Both FileSourceCollection.get('CanonicalName').sync and SourceFile.syncAll(fsc.rootUrl()) are resetting the status of the SourceFile to initial, causing files to get re-processed repeatedly.
This appears to have started with 7.8.8.

Our current process:
Files are placed in the Azure blob by an external tool. A cron job periodically does a SourceFile.syncAll(), passing in the FileSourceCollection’s rootUrl, in order to create the SourceFile records. A second cron job then periodically fetches SourceFile records that are initial, updates their contentType (the external tool is not able to set that), syncs them, and processes them.

That used to work fine, but now old files keep getting reset back to initial, so they keep getting re-processed. Is this expected behavior, or is there a better way of doing this?

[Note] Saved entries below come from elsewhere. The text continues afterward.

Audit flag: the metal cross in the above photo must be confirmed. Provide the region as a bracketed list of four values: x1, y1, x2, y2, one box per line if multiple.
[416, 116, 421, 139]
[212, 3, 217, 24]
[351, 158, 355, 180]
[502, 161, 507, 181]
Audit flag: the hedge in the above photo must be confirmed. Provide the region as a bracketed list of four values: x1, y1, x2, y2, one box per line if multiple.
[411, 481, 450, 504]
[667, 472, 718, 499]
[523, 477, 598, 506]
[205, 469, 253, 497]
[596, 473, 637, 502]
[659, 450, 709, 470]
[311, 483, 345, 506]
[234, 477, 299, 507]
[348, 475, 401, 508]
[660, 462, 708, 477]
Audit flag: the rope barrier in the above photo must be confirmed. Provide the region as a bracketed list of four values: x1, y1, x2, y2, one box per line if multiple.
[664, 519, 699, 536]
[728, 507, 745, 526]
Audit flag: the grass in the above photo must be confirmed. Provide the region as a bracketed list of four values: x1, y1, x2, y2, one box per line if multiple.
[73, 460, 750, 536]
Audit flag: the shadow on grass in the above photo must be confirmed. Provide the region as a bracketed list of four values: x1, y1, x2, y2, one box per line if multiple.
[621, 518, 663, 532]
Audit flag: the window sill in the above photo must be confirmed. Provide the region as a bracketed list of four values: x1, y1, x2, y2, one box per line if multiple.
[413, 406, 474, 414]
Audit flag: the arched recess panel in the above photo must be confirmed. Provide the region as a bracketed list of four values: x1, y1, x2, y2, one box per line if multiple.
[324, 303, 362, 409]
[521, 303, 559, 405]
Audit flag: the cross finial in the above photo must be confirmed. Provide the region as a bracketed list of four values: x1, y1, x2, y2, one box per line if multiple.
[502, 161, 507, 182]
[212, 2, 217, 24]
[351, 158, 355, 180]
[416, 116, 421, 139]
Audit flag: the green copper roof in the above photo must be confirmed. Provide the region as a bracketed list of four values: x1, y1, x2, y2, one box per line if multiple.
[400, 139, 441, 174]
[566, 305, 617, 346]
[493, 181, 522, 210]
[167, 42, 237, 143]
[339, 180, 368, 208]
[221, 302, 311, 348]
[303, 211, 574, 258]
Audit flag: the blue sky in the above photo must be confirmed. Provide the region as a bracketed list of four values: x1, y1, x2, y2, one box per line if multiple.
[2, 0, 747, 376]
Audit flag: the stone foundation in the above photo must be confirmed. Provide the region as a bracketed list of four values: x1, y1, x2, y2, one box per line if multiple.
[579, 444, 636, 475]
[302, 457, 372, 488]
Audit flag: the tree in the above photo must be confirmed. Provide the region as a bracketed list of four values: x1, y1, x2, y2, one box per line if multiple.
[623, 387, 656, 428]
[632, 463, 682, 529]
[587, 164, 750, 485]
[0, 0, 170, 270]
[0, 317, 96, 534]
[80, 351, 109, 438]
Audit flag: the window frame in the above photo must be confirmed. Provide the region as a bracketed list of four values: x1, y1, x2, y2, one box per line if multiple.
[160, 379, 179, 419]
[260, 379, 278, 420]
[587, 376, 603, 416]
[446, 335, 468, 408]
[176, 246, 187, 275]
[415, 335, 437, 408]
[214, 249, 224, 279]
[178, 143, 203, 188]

Some other notes from experimenting:
If the file in the Azure blob has a contentType set (either manually in Azure, or via a different external tool that can set it properly, or via a previous File api call to set it), then both FileSourceCollection.sync and SourceFile.syncAll wipe out that contentType information from the SourceFile record. However, a SourceFile.syncFile retains/restores the contentType information (with the downside of needing to know the specific file name).
Using SourceFile.syncFile does not appear to reset it back to initial like the other methods do.

My current thought is to switch to doing a FileSourceCollection.listFiles and then calling SourceFile.syncFile for each file, as that appears to be the only sync method that does not wipe out / reset information for existing files. Is this the correct way of doing things?

0 Likes

#2

@mjlovell This is not expected behavior. syncAll/sync is always going to update files in SourceFile if any of the metadata of the file in the source has changed, eg. contentType, lastModifiedDate, contentEncoding.

Could be a bug, can you create a ticket, with the environment and an example of files with which we can reproduce it? Thanks.

0 Likes